4. the means of defence of network attack as claimed in claim 3 is characterized in that, described exception message is that the described network equipment receives the message of the message rate of message above threshold values.
5. the means of defence of network attack as claimed in claim 1 or 2 is characterized in that, described exception message feature is preserved with the message template way, and the step of setting up the message template comprises:
Set in advance the detection of the described exception message feature of network equipment port;
Statistical counting to the characteristic value correspondence of described each detection of exception message of receiving adds 1;
The characteristic value of detection as message characteristic, is carried out the sum statistics to the message with identical characteristic value;
Surpass reservation threshold if having the message total of same characteristic features value under the described detection that counts, then the characteristic value that described statistics sum is surpassed under the pairing detection of message of reservation threshold is extracted as the message template, and preserves as global variable.
6. the means of defence of network attack as claimed in claim 5, it is characterized in that, described exception message template also has exception message template counter, step further comprises in (5), if message characteristic that described sampling obtains and the exception message characteristic matching in the described message template then add up described exception message template counter.
7. the means of defence of network attack as claimed in claim 6 is characterized in that, also comprises the following steps:
A) when the sampling period finishes, if exception message template counter values greater than default value, then with the counter O reset of message template, and forwards step d) to;
B) if described exception message template counter values less than default value, then with the counter O reset of exception message template, is removed corresponding exception message template;
C) cancellation is according to the access control list (ACL) regulations of this exception message feature setting;
D) judge whether described port exists other exception message template, then return step (1) if having, otherwise cancel described sampling task.

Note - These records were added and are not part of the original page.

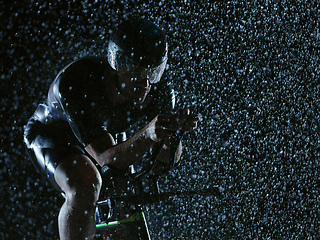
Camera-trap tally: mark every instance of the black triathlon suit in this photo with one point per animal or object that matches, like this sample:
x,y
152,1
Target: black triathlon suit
x,y
77,112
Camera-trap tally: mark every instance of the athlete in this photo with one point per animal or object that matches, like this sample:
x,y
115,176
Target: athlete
x,y
91,120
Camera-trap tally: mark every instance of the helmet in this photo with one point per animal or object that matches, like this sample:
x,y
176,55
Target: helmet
x,y
137,45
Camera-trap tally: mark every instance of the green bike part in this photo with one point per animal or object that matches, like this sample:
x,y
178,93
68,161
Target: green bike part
x,y
133,218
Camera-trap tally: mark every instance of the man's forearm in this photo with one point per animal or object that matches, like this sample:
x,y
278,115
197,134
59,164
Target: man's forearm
x,y
124,154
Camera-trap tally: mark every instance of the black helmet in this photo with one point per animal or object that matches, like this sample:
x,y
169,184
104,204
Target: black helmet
x,y
139,43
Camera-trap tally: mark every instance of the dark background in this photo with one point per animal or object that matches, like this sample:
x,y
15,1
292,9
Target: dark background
x,y
250,70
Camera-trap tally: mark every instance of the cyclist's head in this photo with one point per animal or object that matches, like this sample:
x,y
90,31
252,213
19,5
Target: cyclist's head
x,y
138,47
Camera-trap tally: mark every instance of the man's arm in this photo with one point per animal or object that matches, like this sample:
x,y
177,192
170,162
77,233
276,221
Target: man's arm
x,y
129,152
122,155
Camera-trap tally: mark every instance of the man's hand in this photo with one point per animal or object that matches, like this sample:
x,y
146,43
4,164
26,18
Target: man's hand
x,y
164,126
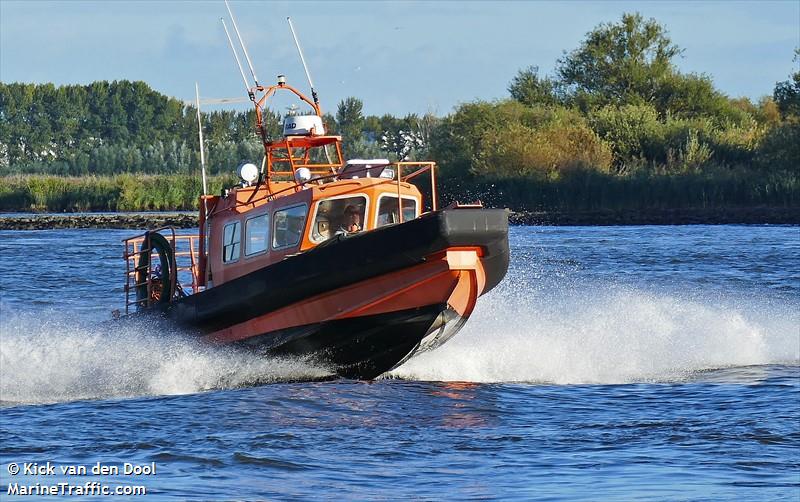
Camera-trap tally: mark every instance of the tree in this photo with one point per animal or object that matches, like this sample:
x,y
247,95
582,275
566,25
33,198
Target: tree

8. the means of defence of a network attack is characterized in that, may further comprise the steps:
(1) whether the message of detection network equipment port reception is unusual;
(2) detected exception message is forbidden transmitting, and start a sampling task that receives message at port;
(3) judge that whether the message that samples comprises exception message quantity less than predetermined numerical value;
(4) if the judged result of step (3) for being, is cancelled aforementioned forbidding and transmitted,, then keep forbidding transmitting if judged result is not.
9. the means of defence of network attack as claimed in claim 8 is characterized in that, the described sampling task of step (2) is sampled to message according to variable sampling ratio, and described sampling ratio is inversely proportional to the current message rate that receives of port.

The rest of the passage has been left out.